Decision of Vice-Chairperson

Décision du vice-président

(2) The Vice-Chairperson, Appeal Division, may refuse to hear an appeal, without causing a full review of the case to be undertaken, where, in the opinion of the Vice-Chairperson,

(2) Le vice-président de la Section d’appel peut refuser d’entendre un appel sans qu’il y ait réexamen complet du dossier dans les cas suivants lorsque, à son avis:

(a) the appeal is frivolous or vexatious;

a) l’appel est mal fondé et vexatoire;

b) the relief sought is beyond the jurisdiction of the Board;

b) le recours envisagé ou la décision demandée ne relève pas de la compétence de la Commission;

(c) the appeal is based on information or on a new parole or statutory release plan that was not before the Board when it rendered the decision appealed from; or

c) l’appel est fondé sur des renseignements ou sur un nouveau projet de libération conditionnelle ou d’office qui n’existaient pas au moment où la décision visée par l’appel a été rendue;

(d) at the time the notice of appeal is received by the Appeal Division, the offender has ninety days or less to serve before being released from imprisonment.
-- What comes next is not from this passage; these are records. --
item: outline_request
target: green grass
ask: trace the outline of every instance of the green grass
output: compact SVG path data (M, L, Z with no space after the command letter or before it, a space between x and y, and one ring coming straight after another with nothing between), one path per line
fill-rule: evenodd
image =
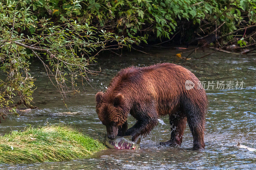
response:
M105 148L98 141L69 127L30 127L0 136L0 163L69 160Z

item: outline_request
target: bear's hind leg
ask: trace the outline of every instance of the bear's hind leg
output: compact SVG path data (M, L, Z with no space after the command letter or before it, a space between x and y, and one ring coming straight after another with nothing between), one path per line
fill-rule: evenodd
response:
M204 149L204 141L205 112L206 107L198 106L188 100L184 108L194 139L193 149L203 150Z
M173 114L170 115L169 119L171 125L171 139L165 142L160 142L159 144L169 146L180 145L186 127L187 117L183 115Z

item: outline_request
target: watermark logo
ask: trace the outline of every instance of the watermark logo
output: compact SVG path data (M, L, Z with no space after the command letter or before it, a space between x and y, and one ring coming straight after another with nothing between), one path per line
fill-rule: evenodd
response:
M186 90L189 90L194 88L195 86L195 83L193 82L187 80L185 82L185 88Z
M204 89L205 90L218 89L242 89L244 84L243 81L239 82L238 81L218 81L216 82L214 81L199 81L196 84L196 88L197 89ZM186 89L189 90L194 88L195 83L191 80L187 80L185 82L185 88Z

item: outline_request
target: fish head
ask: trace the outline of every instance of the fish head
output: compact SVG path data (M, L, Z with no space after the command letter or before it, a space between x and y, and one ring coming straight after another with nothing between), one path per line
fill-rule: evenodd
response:
M106 133L99 132L98 133L98 136L99 136L99 139L100 142L103 143L105 142L107 136L107 134Z

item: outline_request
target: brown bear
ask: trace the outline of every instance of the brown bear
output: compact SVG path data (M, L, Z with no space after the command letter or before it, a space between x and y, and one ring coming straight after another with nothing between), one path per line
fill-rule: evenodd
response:
M131 135L133 140L149 133L159 117L168 115L171 139L160 144L170 145L181 144L187 121L193 149L203 150L208 101L200 85L190 71L174 64L131 67L120 71L105 92L97 93L96 112L108 138ZM137 122L127 130L129 113Z

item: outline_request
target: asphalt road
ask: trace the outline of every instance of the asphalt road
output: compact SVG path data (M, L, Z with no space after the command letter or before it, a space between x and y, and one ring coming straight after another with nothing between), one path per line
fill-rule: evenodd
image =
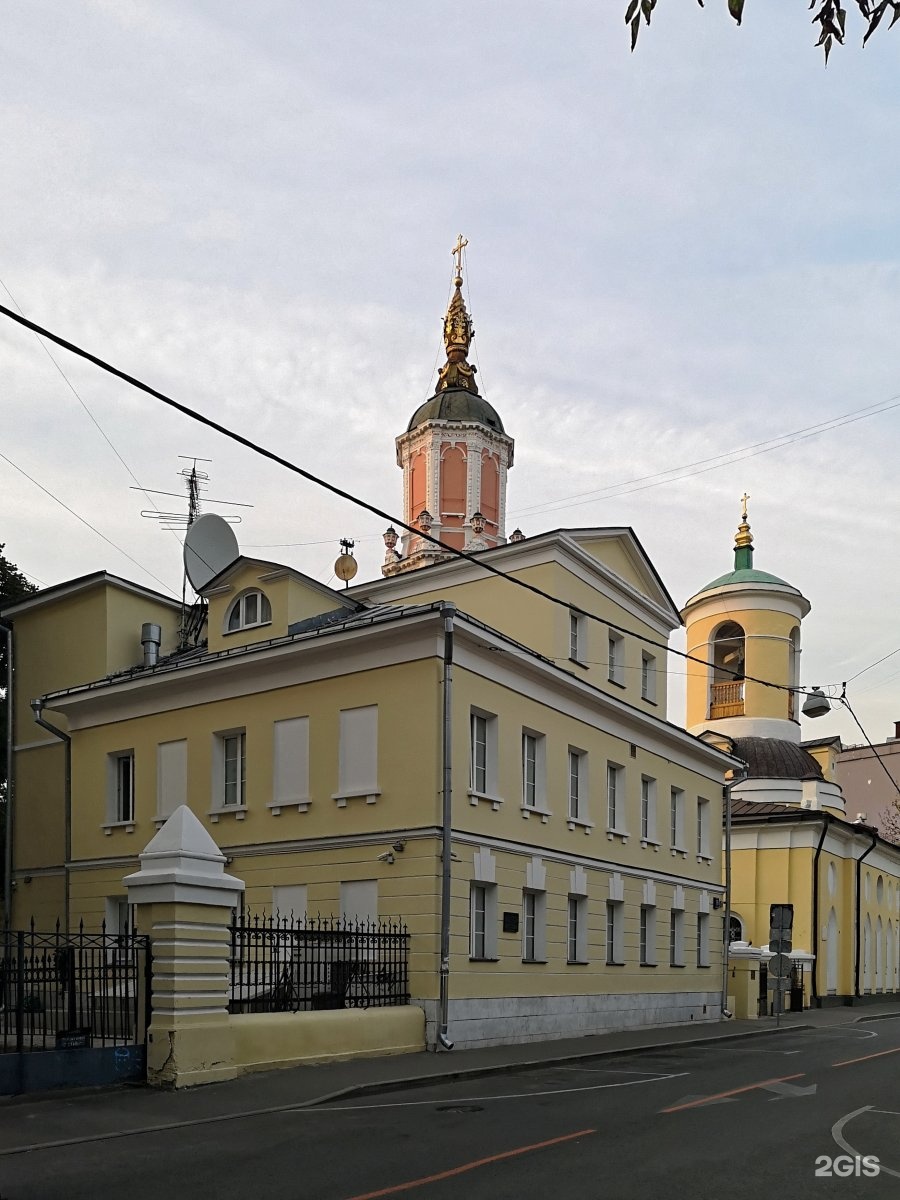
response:
M900 1196L900 1019L0 1156L1 1200L832 1195Z

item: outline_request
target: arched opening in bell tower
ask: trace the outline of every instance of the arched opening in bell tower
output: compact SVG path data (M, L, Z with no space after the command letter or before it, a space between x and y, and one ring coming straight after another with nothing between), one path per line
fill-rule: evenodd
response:
M713 682L709 689L709 720L744 715L744 630L726 620L713 635Z

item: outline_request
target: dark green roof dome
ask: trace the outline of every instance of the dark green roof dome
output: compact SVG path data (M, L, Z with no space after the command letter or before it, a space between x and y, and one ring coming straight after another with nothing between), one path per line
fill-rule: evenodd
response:
M484 396L466 388L446 388L426 400L413 413L407 432L426 421L476 421L498 433L504 433L503 421Z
d) lors de la réception de l’avis d’appel par la Section d’appel, le délinquant a quatre-vingt-dix jours ou moins à purger.

Decision on Appeal

Décision

(4) The Appeal Division, on the completion of a review of a decision appealed from, may

(4) Au terme de la révision, la Section d’appel peut rendre l’une des décisions suivantes:

(a) affirm the decision;

a) confirmer la décision visée par l’appel;

(b) affirm the decision but order a further review of the case by the Board on a date earlier than the date otherwise provided for the next review;

b) confirmer la décision visée par l’appel, mais ordonner un réexamen du cas avant la date normalement prévue pour le prochain examen;

(c) order a new review of the case by the Board and order the continuation of the decision pending the review; or

c) ordonner un réexamen du cas et ordonner que la décision reste en vigueur malgré la tenue du nouvel examen;

(d) reverse, cancel or vary the decision.

d) infirmer ou modifier la décision visée par l’appel.

V.  Standard of Review

[20]  Mr. West had no observations to make in this regard.

[21]  The Respondent cites Ye v Canada (Attorney General), 2016 FC 35 [Ye] which holds that a reasonableness standard is guiding both when the Appeal Division is reviewing a decision of the Board, and when the Court reviews an Appeal Division decision. The Court in Ye approves of the statement made in the prior case of Desjardins v Canada (National Parole Board), [1989] FCJ No. 910 (Fed TD), that as concerns matters of parole, administrative decisions must not be interfered with by the Court “failing clear and unequivocal evidence that the decision is quite unfair and works a serious injustice on the inmate” (Ye para 9).

[22]  In applying the reasonableness standard, the Supreme Court of Canada in Canada (Minister of Citizenship and Immigration) v Vavilov, 2019 SCC 65 [Vavilov] at para 87 has clarified that judicial review is concerned with both outcome and process”. As was the case under the former administrative law framework articulated in Dunsmuir v New Brunswick, 2008 SCC 9, the hallmarks of reasonableness are justification, transparency, and intelligibility (Vavilov at paras 86-87). Under Vavilov, the decision under review must be justified in relation to the relevant factual and legal constraints that bear on the decision (Vavilov at para 99).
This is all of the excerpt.